2020 Showcase Gold Award: Lights. Camera. Violence.

Fifteen months after their son died, Javier and Maritza Ambler sat at a conference table at their attorney’s office to talk with a reporter. The grieving parents only knew that Javier Ambler II, a 40-year-old Black father, had died in the custody of the Williamson County sheriff’s office. Austin American-Statesman journalist Tony Plohetski was the first to tell them the horrific details: Ambler had begged for his life, screaming “save me” as deputies repeatedly Tased him -- all while reality TV crews filmed. The parents sat in stunned silence.
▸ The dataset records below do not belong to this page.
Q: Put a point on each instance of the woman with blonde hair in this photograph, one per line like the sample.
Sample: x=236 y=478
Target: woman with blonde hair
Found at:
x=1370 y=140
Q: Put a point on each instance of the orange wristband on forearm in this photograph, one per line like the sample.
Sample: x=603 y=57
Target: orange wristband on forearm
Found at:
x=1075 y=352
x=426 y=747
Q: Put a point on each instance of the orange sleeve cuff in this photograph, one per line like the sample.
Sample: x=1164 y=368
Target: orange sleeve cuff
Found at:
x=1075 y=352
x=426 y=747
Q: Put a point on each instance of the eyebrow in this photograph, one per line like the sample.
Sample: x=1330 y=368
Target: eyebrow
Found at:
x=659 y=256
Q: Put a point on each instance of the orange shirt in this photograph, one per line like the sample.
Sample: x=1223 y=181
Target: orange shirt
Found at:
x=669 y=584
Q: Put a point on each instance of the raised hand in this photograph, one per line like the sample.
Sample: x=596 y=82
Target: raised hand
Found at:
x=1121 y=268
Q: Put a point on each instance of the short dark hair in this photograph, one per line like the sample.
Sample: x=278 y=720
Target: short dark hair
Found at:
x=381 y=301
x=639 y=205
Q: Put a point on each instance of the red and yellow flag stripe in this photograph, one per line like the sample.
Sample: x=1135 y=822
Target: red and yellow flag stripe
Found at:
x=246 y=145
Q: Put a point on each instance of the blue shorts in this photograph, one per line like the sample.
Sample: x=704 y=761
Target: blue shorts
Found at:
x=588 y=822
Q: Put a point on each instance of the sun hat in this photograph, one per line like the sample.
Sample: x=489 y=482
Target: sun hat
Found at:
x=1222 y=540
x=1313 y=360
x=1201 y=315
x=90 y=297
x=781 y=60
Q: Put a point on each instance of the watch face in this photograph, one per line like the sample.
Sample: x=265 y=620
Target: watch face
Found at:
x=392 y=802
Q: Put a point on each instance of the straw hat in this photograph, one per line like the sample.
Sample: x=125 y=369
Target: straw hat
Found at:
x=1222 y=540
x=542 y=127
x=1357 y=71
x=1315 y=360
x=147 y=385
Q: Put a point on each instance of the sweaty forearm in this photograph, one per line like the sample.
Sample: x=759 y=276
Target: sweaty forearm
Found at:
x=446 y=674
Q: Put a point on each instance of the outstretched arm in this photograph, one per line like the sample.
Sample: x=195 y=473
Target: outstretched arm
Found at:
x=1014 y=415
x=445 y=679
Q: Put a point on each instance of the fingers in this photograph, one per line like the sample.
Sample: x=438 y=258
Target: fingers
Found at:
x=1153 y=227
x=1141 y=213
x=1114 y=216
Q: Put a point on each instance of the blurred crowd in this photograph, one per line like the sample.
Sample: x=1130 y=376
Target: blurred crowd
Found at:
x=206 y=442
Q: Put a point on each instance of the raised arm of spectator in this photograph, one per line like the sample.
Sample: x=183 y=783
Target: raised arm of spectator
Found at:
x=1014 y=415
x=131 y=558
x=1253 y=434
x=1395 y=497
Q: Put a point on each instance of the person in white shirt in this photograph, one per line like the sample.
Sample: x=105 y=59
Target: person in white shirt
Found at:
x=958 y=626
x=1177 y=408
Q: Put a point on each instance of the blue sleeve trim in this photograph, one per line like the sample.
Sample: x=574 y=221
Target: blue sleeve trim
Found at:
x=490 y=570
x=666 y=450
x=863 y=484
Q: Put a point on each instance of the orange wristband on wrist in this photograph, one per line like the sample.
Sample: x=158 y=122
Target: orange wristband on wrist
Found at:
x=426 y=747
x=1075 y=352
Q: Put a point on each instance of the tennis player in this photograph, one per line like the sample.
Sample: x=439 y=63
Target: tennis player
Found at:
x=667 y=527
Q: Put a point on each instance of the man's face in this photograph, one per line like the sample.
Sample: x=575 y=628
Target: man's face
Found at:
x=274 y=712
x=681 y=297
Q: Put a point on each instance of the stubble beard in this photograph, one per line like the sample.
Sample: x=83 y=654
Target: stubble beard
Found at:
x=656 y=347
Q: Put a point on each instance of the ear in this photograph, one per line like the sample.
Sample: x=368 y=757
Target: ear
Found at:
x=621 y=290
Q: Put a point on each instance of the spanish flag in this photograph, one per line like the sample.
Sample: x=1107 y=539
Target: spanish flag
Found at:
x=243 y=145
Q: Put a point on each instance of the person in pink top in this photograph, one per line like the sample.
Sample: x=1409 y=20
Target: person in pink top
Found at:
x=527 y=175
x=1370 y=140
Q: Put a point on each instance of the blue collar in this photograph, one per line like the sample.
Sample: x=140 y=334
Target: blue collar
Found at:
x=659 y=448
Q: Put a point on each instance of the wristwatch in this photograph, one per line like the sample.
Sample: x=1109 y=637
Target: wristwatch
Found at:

A troubling tip about Ambler’s death had landed on Plohetski’s desk in February 2020. More than a year before the nation’s attention turned to the death of George Floyd, Ambler screamed “I can’t breathe!” as he died at the hands of deputies in March 2019. The millionaire, celebrity-seeking Williamson County sheriff, Robert Chody, had done his best to keep the incident under wraps. But Plohetski knew there was an important truth behind that tip. So he dug and fought for information and eventually exposed both the details of Ambler’s brutal death and a policing culture that glorified violence -- often for the sake of a television show -- that had been meted out on dozens of people, a disproportionate number of them Black.

None of this would have been known but for his five-month rolling investigation into one of the state's most notorious tough-on-crime counties. It culminated in an indictment against the once-untouchable sheriff for his alleged involvement in destroying “Live PD” footage of Ambler’s death. Informed by Plohetski’s reporting, county voters ousted the sheriff in November.

The Austin American-Statesman won the 2020 Showcase Gold award for their investigation, and Plohetski spoke with the Headliners Foundation’s Mark Morrison to discuss the outcome of his reporting.